Bata Ltd - Bata Shoes Returns to the Czech Republic in 1991

Bata Shoes Returns to the Czech Republic in 1991

In the 1970s and 1980s, the manufacture of shoes began to shift increasingly to Pacific Rim countries, where lower labor costs provided a competitive edge that proved devastating to shoe companies around the world. With its widely cast operations and well-established distribution network, Bata was better able to compete, but it too suffered from a softening in its business.

With the fall of communism in the late 1980s, Bata was able to return to the country where the family business was founded. The company was not able to resume ownership of its prior assets, which has been combined with other Czech shoe operations, nor did Bata wish to be encumbered with facilities that the communists had neglected for more than 40 years. Nevertheless, Thomas Bata was committed to establishing a business in his native country. After some study, the management team elected to focus on a retail distribution business and a modest manufacturing facility, one that was not part of the old Bata operation. A small factory established by the communist regime was found acceptable, and the company then selected a number of retail locations, which would total a 20 percent market share, and presented the government with a joint venture proposal that was accepted in late 1991.

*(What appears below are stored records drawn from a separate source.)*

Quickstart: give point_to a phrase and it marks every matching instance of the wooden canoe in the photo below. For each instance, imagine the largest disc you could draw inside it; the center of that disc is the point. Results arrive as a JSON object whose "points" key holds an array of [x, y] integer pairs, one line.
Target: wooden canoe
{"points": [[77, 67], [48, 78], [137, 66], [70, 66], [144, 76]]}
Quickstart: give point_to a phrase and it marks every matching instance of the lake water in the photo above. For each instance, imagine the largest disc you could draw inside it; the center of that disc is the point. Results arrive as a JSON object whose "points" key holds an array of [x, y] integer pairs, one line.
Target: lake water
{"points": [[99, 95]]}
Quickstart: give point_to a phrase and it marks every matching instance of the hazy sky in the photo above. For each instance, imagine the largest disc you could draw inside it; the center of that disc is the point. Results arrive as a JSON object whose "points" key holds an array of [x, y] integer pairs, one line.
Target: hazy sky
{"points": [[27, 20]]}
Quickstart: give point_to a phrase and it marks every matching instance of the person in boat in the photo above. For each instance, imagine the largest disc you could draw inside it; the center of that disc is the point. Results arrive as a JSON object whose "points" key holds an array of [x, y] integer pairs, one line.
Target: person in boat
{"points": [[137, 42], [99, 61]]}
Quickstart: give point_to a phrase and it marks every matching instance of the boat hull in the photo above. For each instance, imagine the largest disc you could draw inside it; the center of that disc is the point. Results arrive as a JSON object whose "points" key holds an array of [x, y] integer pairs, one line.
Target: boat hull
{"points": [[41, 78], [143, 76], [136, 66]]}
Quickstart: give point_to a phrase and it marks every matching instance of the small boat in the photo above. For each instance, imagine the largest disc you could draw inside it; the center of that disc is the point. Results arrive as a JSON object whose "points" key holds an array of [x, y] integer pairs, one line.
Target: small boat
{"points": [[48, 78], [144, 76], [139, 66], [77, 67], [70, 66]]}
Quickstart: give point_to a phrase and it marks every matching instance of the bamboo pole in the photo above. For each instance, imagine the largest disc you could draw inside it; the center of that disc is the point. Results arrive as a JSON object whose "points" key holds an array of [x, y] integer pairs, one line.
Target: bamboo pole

Thomas Bata, at the age of 80, elected to retire in 1994. His son, Thomas Bata, Jr., had been serving as president since 1985. According to The Globe and Mail, Thomas, Jr. "took over at a time when the international shoe maker was experiencing heightened competition from strong global marketers. The movement toward free trade challenged its network of quasi-autonomous national companies. Mr. Bata tried to make changes, but insiders says he lost the support of key members of the board." He was widely expected to succeed his father, but to the surprise of many, Stanley Heath, a Canadian with considerable executive experience with RJR Nabisco, took over as president and CEO to assume the day-to-day running of the business, while the younger Bata assumed the chairmanship, ostensibly charged with focusing on the "big picture." He soon left the family business and moved to Switzerland. His father, with a reputation as an autocrat, was slated to become honorary chairman, but the post proved to be far from ceremonial, as he continued to be involved in the company's operations on a day-to-day basis and was not reticent about letting management know his opinions. Little more than a year after coming to Bata, Heath resigned for "personal and family reasons." Taking over for Heath was a loyal company man, Rino Rizzo, who had been with the Bata organization since 1969. In 1999, Bata brought in Jim Pantelidis, an executive who had no experience in the shoe industry, to assume the CEO position. Pantelidis's background was in retail gasoline sales, and during his career he had worked for one of Canada's largest chains, Petro-Canada Corporation. Pantelidis instituted a plan to develop regional shoe lines, as opposed to lines created for individual countries. In addition, he wanted to create economies of scale by building regional infrastructures. The goal was to use the regional infrastructures to position the Bata brand on a global basis.

The tenure of Pantelidis lasted just two years. In late 2001, Thomas Bata, Jr. returned, gained control of the business, and was named chairman and CEO, while Pantelidis left to "pursue other challenges." Bata began to reorganize the company, essentially running the business out of Switzerland. It remained to be seen if he would be able to succeed where outsiders had failed in the effort to transform Bata from a federation of stand-alone local subsidiaries into a truly international company.